Novel characteristics for immunophenotype, FISH pattern and molecular cytogenetics in synovial sarcoma

Abstract

AbstractAs a rare and highly aggressive soft tissue sarcoma, the new immunophenotype, atypical FISH pattern and relevant molecular cytogenetics of synovial sarcoma (SS) remain less known, although it is characteristically represented by a pathognomonic chromosomal translocation t (X; 18) (p11.2; q11.2). Methodologically, the morphology was retrospectively analysed by using H&E staining, and immunohistochemical features were investigated by using markers that have been recently applied in other soft tissue tumors. Moreover, FISH signals for SS18 and EWSR-1 break-apart probes were examined. Finally, cytogenetic characteristics were analysed via RT-PCR and Sanger sequencing. Consequently, nine out of thirteen cases that were histologically highly suspected as SS were finally identified as SS via molecular analysis. Histologically, nine SS cases were divided into monophasic fibrous SS (4/9), biphasic SS (4/9) and poorly differentiated SS (1/9). Immunohistochemically, SOX-2 immunostaining was positive in eight cases (8/9) and PAX-7 immunostaining was diffusely positive in the epithelial component of biphasic SS (4/4). Nine cases showed negative immunostaining for NKX3.1 and reduced or absent immunostaining for INI-1. Eight cases showed typically positive FISH signalling for the SS18 break-apart probe, whereas one case exhibited an atypical FISH pattern (complete loss of green signalling, case 2). Furthermore, the SS18-SSX1 and SS18-SSX2 fusion genes were identified in seven cases and two cases, respectively. The fusion site in 8 out of 9 cases was common in the literature, whereas the fusion site in case 2 was involved in exon 10 codon 404 in SS18 and exon 7 codon 119 in SSX1 (which has not been previously reported), which notably corresponded to the complete loss of green signalling in the FISH pattern.
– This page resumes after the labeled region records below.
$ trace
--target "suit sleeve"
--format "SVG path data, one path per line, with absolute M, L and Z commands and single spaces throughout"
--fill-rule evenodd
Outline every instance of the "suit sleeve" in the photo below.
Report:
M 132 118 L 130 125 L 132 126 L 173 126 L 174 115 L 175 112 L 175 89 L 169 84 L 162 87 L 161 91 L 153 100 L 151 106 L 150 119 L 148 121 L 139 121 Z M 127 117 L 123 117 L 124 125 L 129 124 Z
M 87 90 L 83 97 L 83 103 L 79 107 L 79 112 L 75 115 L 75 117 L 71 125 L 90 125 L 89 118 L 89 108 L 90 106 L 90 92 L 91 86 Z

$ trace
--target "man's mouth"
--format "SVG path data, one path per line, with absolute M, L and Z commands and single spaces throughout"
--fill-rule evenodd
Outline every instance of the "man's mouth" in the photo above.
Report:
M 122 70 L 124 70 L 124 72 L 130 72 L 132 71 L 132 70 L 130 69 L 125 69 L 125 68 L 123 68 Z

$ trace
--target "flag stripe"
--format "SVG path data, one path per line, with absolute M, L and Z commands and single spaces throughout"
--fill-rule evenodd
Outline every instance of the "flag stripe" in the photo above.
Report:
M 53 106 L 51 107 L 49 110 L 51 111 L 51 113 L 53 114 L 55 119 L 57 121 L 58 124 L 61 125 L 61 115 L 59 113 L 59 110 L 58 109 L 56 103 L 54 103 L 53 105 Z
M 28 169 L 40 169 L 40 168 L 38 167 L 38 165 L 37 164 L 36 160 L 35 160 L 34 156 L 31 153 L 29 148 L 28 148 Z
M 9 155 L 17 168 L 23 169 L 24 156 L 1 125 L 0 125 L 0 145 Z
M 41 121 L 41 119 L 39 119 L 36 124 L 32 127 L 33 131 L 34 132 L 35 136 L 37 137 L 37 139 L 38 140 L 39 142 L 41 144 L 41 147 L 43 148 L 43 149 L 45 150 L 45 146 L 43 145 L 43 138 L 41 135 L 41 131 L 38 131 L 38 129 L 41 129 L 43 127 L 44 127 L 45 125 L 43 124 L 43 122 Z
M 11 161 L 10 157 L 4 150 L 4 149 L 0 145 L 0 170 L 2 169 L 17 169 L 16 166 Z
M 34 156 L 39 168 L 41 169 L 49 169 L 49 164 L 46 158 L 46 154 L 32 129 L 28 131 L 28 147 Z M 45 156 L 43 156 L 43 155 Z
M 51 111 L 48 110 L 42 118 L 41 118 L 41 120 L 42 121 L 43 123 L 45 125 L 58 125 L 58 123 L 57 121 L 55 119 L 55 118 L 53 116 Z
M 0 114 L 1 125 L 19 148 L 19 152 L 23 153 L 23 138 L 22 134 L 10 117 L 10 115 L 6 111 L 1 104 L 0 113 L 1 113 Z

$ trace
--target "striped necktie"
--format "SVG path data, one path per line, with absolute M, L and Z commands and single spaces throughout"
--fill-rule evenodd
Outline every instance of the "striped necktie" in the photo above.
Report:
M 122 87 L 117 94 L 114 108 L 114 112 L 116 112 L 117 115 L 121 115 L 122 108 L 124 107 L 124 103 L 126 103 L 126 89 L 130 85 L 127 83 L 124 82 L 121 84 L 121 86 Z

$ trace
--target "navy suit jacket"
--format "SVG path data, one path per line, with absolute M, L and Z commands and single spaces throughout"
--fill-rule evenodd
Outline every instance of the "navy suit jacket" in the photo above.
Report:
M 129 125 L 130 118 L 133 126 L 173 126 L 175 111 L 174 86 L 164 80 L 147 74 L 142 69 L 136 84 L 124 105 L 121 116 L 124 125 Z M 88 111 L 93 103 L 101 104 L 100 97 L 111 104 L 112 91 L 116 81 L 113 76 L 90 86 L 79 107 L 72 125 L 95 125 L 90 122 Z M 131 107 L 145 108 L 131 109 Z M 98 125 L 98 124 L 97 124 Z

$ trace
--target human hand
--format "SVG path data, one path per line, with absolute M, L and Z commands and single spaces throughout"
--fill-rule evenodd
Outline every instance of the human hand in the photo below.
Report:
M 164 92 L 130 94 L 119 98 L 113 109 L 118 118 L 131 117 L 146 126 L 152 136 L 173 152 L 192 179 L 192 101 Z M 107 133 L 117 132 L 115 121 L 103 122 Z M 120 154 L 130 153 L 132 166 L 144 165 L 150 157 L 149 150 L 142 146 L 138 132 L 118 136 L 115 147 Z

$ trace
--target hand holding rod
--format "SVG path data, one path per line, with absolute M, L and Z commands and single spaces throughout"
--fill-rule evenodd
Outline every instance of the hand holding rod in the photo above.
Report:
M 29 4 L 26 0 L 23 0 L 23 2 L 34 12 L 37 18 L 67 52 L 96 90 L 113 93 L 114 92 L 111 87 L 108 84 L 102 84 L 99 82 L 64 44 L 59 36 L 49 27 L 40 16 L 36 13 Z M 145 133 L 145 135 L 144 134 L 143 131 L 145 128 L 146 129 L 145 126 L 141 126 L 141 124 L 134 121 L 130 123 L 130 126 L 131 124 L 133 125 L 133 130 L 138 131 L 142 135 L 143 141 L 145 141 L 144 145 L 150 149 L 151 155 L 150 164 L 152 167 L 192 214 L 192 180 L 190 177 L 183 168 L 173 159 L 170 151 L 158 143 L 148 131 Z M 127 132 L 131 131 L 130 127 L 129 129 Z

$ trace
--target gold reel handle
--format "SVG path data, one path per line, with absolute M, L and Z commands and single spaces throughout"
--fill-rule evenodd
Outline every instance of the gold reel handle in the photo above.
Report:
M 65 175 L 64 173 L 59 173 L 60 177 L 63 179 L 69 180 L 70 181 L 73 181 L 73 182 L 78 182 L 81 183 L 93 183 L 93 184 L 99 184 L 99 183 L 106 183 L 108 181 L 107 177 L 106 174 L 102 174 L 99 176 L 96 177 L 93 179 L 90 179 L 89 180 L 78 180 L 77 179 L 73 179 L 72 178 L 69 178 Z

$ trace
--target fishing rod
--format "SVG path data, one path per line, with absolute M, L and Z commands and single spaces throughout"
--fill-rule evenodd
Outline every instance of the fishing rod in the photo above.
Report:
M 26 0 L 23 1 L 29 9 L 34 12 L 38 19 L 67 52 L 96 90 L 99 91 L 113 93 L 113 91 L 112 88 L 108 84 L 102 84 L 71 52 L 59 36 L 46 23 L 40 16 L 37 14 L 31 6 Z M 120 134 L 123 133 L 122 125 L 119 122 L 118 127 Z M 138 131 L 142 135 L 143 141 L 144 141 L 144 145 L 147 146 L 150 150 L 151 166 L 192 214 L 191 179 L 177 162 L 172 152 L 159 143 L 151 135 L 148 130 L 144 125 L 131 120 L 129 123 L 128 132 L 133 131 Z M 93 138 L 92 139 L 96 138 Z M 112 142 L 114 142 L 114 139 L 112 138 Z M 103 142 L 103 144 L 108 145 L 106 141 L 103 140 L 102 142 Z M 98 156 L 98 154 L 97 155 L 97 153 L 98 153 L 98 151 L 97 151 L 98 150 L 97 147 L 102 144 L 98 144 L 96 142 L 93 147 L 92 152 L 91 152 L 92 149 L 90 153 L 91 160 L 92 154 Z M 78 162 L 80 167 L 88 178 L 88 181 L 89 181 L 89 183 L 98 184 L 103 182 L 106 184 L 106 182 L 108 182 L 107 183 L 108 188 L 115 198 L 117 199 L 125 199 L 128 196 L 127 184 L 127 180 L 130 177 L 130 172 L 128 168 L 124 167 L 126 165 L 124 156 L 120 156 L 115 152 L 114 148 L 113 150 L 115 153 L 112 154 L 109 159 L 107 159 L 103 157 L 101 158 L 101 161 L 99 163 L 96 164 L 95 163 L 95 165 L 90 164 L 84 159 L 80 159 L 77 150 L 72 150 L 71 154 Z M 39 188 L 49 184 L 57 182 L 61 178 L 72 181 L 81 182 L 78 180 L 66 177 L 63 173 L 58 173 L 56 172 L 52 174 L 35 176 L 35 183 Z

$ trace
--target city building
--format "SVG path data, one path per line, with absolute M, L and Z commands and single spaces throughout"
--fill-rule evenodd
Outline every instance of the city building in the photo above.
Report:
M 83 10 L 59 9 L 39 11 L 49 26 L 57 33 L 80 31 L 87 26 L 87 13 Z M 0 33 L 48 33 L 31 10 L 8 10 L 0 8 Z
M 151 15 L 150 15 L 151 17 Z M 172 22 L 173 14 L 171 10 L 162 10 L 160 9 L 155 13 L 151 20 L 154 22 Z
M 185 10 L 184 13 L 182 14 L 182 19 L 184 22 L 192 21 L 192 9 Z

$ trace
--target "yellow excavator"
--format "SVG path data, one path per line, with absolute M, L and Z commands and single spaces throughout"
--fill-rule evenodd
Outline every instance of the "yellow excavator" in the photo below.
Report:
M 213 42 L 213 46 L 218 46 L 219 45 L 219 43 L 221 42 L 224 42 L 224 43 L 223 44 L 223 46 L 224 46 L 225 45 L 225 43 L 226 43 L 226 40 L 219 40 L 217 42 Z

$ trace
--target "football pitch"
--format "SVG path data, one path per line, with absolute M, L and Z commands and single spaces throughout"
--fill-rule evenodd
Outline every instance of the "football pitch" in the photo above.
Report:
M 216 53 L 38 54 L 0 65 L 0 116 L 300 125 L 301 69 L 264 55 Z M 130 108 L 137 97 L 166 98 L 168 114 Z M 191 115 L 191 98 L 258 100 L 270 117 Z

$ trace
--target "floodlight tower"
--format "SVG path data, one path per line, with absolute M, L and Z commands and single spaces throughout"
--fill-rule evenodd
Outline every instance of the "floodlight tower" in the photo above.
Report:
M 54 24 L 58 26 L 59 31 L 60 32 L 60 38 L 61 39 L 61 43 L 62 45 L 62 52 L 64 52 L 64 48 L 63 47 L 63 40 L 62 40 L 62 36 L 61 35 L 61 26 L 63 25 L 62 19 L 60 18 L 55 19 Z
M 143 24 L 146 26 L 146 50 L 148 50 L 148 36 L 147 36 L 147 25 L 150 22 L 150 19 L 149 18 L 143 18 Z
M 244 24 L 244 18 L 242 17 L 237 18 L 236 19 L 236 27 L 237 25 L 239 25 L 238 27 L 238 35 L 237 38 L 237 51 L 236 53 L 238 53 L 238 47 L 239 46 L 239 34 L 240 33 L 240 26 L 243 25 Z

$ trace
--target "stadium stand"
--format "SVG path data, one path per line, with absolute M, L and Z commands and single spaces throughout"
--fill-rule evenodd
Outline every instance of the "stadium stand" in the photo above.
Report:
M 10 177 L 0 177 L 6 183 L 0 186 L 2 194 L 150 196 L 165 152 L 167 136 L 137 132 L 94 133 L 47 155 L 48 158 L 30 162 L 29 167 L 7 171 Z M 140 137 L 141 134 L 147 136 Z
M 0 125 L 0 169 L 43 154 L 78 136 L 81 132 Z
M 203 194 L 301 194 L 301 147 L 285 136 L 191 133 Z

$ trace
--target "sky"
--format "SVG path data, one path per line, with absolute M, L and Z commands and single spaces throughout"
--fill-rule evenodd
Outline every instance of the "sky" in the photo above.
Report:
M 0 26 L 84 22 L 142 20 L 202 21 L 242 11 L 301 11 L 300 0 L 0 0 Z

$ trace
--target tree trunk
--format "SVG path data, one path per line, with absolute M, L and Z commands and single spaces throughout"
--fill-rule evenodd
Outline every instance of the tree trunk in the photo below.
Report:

Additionally, FISH analysis of the EWSR-1 gene in nine SS cases demonstrated aberrant signalling in three cases that were recognized as a monoallelic loss of EWSR-1 (1/9), an amplification of EWSR-1 (1/9) and a translocation of EWSR-1 (1/9). In conclusion, SS18-SSX fusion gene sequencing is obligatory for a precise diagnosis of SS when dealing with a confusing immunophenotype and atypical or aberrant FISH signalling for SS18 and EWSR-1 detection.